名前と存在が逆、とは……例えば、俺様たちの肉体。顔、手、足。これが、全部「顔(かお、face、等)」「手(て、hand、等)」、という「名前」だけになる。名前、とは言葉だが、つまりこの世界は「言葉」だけの世界なんだな。


……んで、ここが一番のロジカルジャンプポインツなんだが……


 その世界でパワーを稼ぐには、言葉の強度と量がごっつければ良い。


世界で何か事を為そうとするには、有形無形のパワーは要るわな。そういう意味あいだ。

とにかく、言葉はその世界においてはパワーなんだわ。

そこで、この手紙の作者は「自分を構成する名前(言葉)を全て【否定系】にして、爆発的なパワーを得た」


……ということなんだが。さて、質問タイムだ」

時雨「はい先生」

エ「おっと時雨君はやかった」

時「まず、この人はパワーを得たんだよね」

エ「間違いないな」

時「そして、名前を失った。おそらく、他の肉体も失った……?」

エ「自分のパーツを全部失ったのだから、そう考えるのが、まず自然ではあるが、予断は許さない」

時「じゃあ質問するけど、このひと、自分を失ってパワーを得て、どうなったの? 何をしたかったの?という疑問もあるけど、とりあえずそれの回答は2番目以降でいいや。とにかく、この言語世界で【どうなったのこの人】? 死んだの? 生きてるの? 結局何かを為せたの?」

エ「そう思うよなーーーーーーーーーー。(ド納得) じゃ、回答タイムだ。まず、時雨君は2番目でいいって言ったが、こいつの【欲望=何をしたかったか】のとこをまず補助線で引こうか。ええと、これ言うのすっげぇガクっとくるんだが……」

落葉「ひどい嫌な予感がするぞぇ」

エ「まず、こいつがこの言語世界の前に居たのが、性欲発散を禁忌とする世界で……」

時&落「「あっ予想以上のヒドさ」」

エ「長らくエロスバーストが出来なかったという。
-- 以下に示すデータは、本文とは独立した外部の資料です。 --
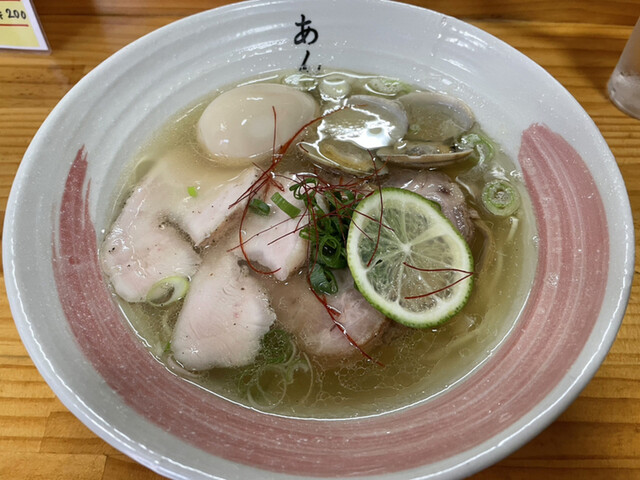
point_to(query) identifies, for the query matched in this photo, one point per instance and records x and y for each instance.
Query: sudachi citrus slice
(407, 259)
それはともかく、エロが溜まったこいつは【次の世界ではちょっと良い思いをしてもいいんじゃないか】って思ったんだな。まぁ体感時間にして6500年一滴もエロスバーストが出来なかったんだからしょうがないが……」

時「その話もすっごーーい聞きたいけど、話が逸れてきてるから本筋お願いっ」

エ「マジすまん…………。この手紙、こういう本筋逸れなのか本筋なのかがあやふやになってく手紙でな……内容的に。話を戻すと……
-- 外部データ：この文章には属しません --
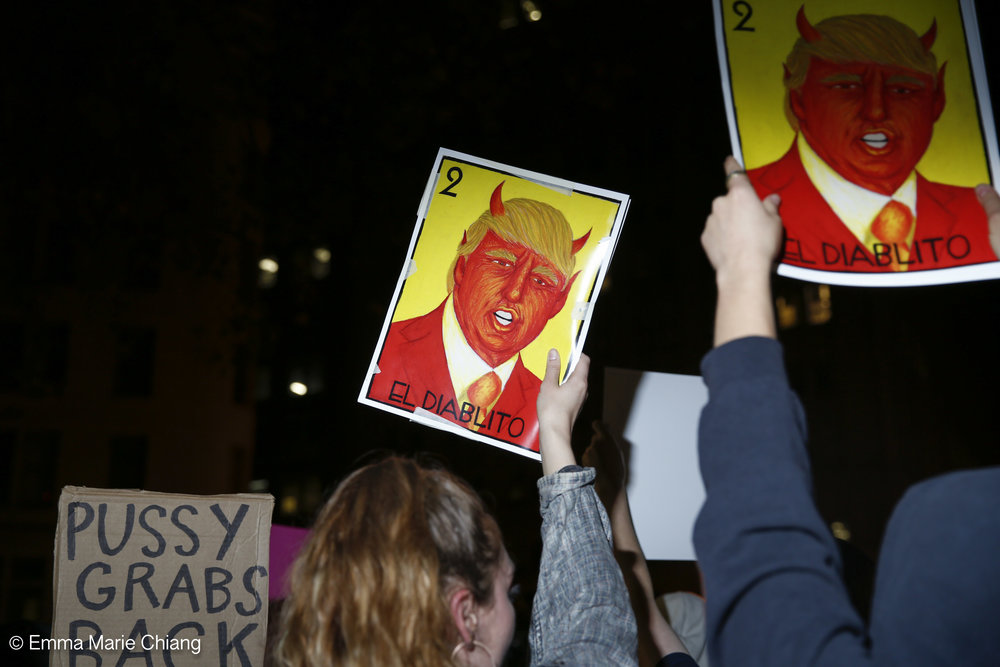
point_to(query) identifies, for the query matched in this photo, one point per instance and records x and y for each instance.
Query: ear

 つまりこういうことだ。こいつは「ちょっと良い思い」ということで、この言語世界で英雄になれば、ちょこっとはハーレムうはうはになれるんじゃないか、っていう考えをしたのだ。

 折しもこの世界は、言葉と言葉が、整合性と正論性のために、常に争ってるような状態だ。安らぎとか平和っていうのがない。だから、こいつはこの戦争をなくして、英雄になろうとした。

 で、結局、己の言語を【否定系】にする、っていうのが、この世界にとってはものっ凄いテロリズム的発想で、所業なわけだ。
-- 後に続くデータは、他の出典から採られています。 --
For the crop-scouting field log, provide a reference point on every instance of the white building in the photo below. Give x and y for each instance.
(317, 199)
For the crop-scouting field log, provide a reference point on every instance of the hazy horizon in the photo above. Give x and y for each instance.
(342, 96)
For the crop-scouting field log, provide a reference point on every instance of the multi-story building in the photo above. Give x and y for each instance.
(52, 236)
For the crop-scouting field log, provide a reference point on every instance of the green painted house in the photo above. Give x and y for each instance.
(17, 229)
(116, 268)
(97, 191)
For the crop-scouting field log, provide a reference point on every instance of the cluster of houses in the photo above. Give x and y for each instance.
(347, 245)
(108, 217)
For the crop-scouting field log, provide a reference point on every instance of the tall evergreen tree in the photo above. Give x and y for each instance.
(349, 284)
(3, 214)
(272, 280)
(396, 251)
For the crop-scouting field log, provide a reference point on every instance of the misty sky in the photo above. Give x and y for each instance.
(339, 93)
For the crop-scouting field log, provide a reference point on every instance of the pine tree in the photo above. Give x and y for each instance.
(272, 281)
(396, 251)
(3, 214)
 でも、この手紙の作者は、それでもって言語世界の戦乱をすべて統一した!」


時雨「おおーー!英雄だ!」

エヴィル「そしてそいつは一晩だけ良い思いをして、次の世界に行ったとさ」

落葉「なんじゃ、結局エロか」

エ「……そう思うだろ、ところがこれ、あっさり書いてるが、とんでもないことをしててな」

落葉「わくわく」


 手紙の作者は、この世界で思いを寄せてた少女たちと、良い思いをしようとした。少女は、言語の粋を集めた超エロいことをしようとして……手紙の作者が体感時間6500年ぶりにカウパーを漏らした。そしたら世界の法則が変わった。言語世界から、肉体世界に変わったのだ。


時雨&落葉「ほへっ?」

エヴィル「その世界の言語統一王による、圧倒的な言語破壊とネゴシエーションと叙事詩の末だからな……。世界が【言語はもういい!肉体だっ!】っていう風に舵をきったらしい。そしたら、言語世界の文系の繊細な少女たちが、一瞬にして【転換】したらしい」

時雨「あっ、その後の展開読めた」

エ「なんと実に健康的な褐色肌のビキニギャル娘たちに……」

落葉「のう、エヴィル」

エ「なんだい落葉」



落「この話、

    与    太徹頭徹尾くだらねー過ぎる話   

 ではないかっっっっっ!!!!」



エ「俺様もそう思う!だがな!冷静に考えろ!こいつ、世界の法則、因果律をサラっと全部書き換えてるんだぞ!」

落「知らんわ!どうせこの手紙作者、性的趣味が世界ごと変わったから、ギャルたちといっちょスカっと爽快して、もうええわどっとはらいっ!と次の世界いったんじゃろう!」

エ「それだけだったらよかったんだよなぁ……実はこれまでの少女を敬慕する筆致が、6500年の禁欲生活で、非常に古典少女趣味的な静謐だったんだが、一気に肉体ギャル化したもんで、筆者もう「アアアーッ!アアアーッ!」とむしろ発狂しそうで、もうどーだっていいやーーー、と一発涙とともに発散して……」

時「ひどい与太」

エ「ひどいよな。で、こういうのが初心者向けなのが異次元なんだが……」

落「おなかいっぱいじゃ」

エ「だよなぁ……」



エヴィル「というわけで、異次元行こうと思うんだが」

時&落「ええーーーーーーー……………………」


(「異次元からの手紙」完。たぶん)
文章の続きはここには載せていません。